From the Guidelines
Neurofibromatosis (NF) is a genetic disorder characterized by the development of tumors throughout the nervous system, with a high risk of developing malignant peripheral nerve sheath tumors (MPNST), particularly in NF1 patients, and requires a multidisciplinary approach with regular monitoring and advanced imaging modalities such as whole-body magnetic resonance imaging (WB-MRI) for early detection and treatment. The characteristics of NF in oncology include the development of MPNST, a type of soft-tissue sarcoma, which frequently arises from a pre-existing plexiform neurofibroma (PN) in NF1 patients 1. Key features of MPNST include:
- Low-grade MPNST accounts for ~ 5% of NF1-associated MPNST and is associated with a 100% ten-year survival, in contrast with high-grade tumors (~20% 5-year survival) 1
- Surgery remains the cornerstone of treatment for high-grade MPNST, with the aim of achieving clear margins 1
- Advanced imaging modalities such as WB-MRI have proven their efficacy in detecting number, volume, and distribution of neurofibromas in NF patients, and may play a role in the early detection of MPNST 1
- The optimal use, timing, and utility of 18F-fluorodeoxyglucose positron emission tomography (18F-FDG PET), PET/CT, and MRI (whole-body and focused studies) to screen for MPNST are not known, but a sensitivity of 0.89 and a specificity of 0.95 have been reported for 18 F-FDG-PET and PET/CT in diagnosing NF1-associated MPNST 1
- Regular follow-up with specialists including neurologists, oncologists, ophthalmologists, and orthopedists is crucial for early intervention of complications, and genetic counseling is important as NF has a 50% inheritance risk 1
From the Research
Characteristics of Neurofibromatosis (NF) in Oncology
- Neurofibromatosis type 1 (NF1) is associated with a high risk of developing malignant peripheral nerve sheath tumors (MPNSTs) 2, 3, 4, 5.
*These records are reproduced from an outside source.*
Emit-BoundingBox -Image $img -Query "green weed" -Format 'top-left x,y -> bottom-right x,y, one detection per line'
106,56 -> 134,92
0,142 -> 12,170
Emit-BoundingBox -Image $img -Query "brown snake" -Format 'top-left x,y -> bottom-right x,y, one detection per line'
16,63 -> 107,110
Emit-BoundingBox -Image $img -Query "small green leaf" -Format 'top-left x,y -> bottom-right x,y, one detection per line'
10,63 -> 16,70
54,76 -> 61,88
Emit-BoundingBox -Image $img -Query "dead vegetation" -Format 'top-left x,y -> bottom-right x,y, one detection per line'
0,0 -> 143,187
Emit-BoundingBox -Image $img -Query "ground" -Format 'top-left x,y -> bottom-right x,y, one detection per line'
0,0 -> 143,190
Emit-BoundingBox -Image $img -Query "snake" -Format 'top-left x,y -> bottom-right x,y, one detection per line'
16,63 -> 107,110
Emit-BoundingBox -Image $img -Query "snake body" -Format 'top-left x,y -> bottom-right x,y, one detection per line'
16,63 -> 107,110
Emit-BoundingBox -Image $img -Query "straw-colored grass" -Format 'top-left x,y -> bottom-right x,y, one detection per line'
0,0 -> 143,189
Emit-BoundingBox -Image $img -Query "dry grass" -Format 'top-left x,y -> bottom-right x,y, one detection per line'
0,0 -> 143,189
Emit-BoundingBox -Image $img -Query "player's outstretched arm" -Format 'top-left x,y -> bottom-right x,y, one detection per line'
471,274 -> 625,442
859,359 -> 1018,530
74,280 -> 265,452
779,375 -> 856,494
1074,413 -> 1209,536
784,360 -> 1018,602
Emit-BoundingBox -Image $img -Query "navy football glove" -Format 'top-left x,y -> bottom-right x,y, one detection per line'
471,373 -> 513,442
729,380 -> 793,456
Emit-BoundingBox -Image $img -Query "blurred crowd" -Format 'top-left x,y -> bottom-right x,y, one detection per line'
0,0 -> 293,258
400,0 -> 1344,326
- Almost all individuals with NF1 develop peripheral nerve sheath tumors (PNSTs), mainly benign neurofibromas, but about 10% of PNSTs will undergo transformation to MPNSTs 2.
- NF1 PNTs present some peculiarities, including a large prevalence of neurofibromas, the presence of pathognomonic tumoral forms (plexiform neurofibromas), and a higher incidence and earlier age of onset of MPNSTs 3.
- The lifetime risk of developing MPNSTs in NF1 patients is estimated to be 8-13% 3, 4.
- MPNSTs in NF1 patients tend to have a poor prognosis and do not respond to standard chemotherapy or radiation therapy 4, 5.
- Early diagnosis and surgery are considered the most effective treatment for MPNSTs, but early diagnosis is often hampered by the frequent occurrence of MPNSTs within preexisting large tumors 4, 5.
Treatment Options for NF1-Associated Tumors
- Surgical treatment of PNSTs has traditionally been regarded as a standard approach, but new agents that target specific molecular pathways involved in the pathogenesis of PNST have led to a number of clinical trials 2.
- Inhibitors of the mitogen-activated protein kinase (MEK) have shown promising results in clinical trials for the treatment of symptomatic plexiform neurofibromas in NF1 patients 6.
- However, MEK inhibitors do not work in all patients and have significant side effects, and preliminary evidence suggests that single agent use of MEK inhibitors for MPNST treatment will fail 6.
- New approaches, such as exploiting drug screening and synthetic lethality with NF1 loss of function mutations in human Schwann cells using CRISPR/Cas9 technology, are being explored to find targets other than MEK for treatment of MPNSTs 6.